History called them Acadians, diners who don’t know confuse them for Creole, but in New Orleans, where it matters, it’s Cajun, baby! Having originated along Louisiana's bayou, this country-style cooking begins with a dark roux, green peppers, onions and celery and turns into something deeper and heartier, like a big bowl of gumbo or boudin (a Cajun sausage). But where to go for Cajun food in New Orleans? Well, everywhere, depending on what you want. Cochon is the lovechild of Chefs Donald Link and Stephen Stryjewski, an updated and modern Cajun resto offering housemade charcuterie and rustic seafood. For a taste of the passing ages, Arnaud’s Creole Restaurant in the heart of the French Quarter, with long green door-sized clapboard windows and whispers of ghosts, is nearing nearly a century old and exudes old New Orleans charm throughout its Jazz Bistro and genteel dining room hung with crystal chandeliers, fluted columns and mosaic tile floor. The menu highlights Shrimp Arnaud, gulf shrimp marinated in tangy Creole Remoulade sauce; oysters served five ways, speckled trout served with Creole Meunière sauce, and many more super-fresh servings from the sea.

Enjoy Cuban culinary excellence in Miami

There are approximately 1.2 million Cubans in the Greater Miami Region – the migration began during the 15 year period after the Cuban Revolution; after that, it continued for economic reasons.
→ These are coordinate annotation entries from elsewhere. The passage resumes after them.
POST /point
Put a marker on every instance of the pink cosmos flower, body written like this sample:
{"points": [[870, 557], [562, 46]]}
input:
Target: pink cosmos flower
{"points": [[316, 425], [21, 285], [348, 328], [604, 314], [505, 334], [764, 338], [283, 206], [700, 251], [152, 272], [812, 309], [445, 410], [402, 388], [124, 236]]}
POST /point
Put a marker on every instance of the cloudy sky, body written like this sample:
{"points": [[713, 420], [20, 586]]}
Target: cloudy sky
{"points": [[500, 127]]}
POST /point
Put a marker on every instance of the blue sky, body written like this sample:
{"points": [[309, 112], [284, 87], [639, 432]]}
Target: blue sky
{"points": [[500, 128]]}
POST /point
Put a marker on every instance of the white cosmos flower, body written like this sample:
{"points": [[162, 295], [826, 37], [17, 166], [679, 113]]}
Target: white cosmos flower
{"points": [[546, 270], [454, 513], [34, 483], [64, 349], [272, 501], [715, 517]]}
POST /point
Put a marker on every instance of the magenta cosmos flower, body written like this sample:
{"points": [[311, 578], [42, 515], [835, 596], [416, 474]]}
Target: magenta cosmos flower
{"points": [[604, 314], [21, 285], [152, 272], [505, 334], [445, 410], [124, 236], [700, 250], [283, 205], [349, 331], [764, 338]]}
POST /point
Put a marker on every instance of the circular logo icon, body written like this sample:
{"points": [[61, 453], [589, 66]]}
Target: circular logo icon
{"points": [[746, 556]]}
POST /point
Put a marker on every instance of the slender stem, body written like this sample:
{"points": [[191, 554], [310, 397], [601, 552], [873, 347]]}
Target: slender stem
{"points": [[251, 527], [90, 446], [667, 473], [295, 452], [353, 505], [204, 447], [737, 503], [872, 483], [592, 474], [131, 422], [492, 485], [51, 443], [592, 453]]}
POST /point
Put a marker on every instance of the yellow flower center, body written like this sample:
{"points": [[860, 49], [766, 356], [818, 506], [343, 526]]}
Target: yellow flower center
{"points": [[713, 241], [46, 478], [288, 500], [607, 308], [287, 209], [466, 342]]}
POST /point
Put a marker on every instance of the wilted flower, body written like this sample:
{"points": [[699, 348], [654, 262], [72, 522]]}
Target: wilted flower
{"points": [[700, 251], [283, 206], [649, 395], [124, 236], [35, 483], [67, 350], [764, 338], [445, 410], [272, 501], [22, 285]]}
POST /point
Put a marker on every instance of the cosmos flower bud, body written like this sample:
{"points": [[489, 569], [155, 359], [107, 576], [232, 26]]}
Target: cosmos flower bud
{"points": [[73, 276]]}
The presence of this large Cuban population lends itself well to the general culture of Miami, opening up a Little Havana neighborhood filled with restaurants and cafés serving traditional Cubano sandwiches, cortaditos, and traditional meals like vaca frita. Many restaurants have been around since the ‘70s, as evidenced by the glowing neon exterior of Puerto Sagua’s wood-paneled fixtures with large murals of Havana. Located in South Beach, Puerto Sagua is an always delicious hub of tourists, South Beach Cuban exiles and adventurous locals chowing down on pernil asado (pork shoulder braised with onions and spices) and homemade flan, drizzled over with caramel sauce.

Memphis barbecue will resolve those Memphis blues

Barbecue has always been a point of contention – all Southern states think they’ve perfected it, many of their reputations are buffered by history and reputation, and each state follows its own style. But Memphis is up there. Dry rubbed but never dry, Memphis has one of the most amenable while simultaneously distinct styles in American Barbecue. Sauce on the side, of varying bases (tomato, vinegar, or mustard depending on the place), ribs cut St. Louis style, nicely and neatly, mopped or thickly caked with rub, Memphis cooks to taste. Memphis newbies will get a real education in the art of the ribs and rub at Charles Vergo’s Rendezvous Charcoal Ribs, where they’ve been cooking his signature paprika-heavy ribs over charcoal since 1948. For a more contemporary view of the BBQ scene, Central BBQ has been on a scene for just over a decade and in that time, has amassed a loyal following. They slow-smoke their pork for over 14 hours, ribs overnight and brisket for three. Diners happy chow down out on the snazzy outdoor patio and have their signature pork, ribs, or brisket plates delivered by servers in tie-dye shirts.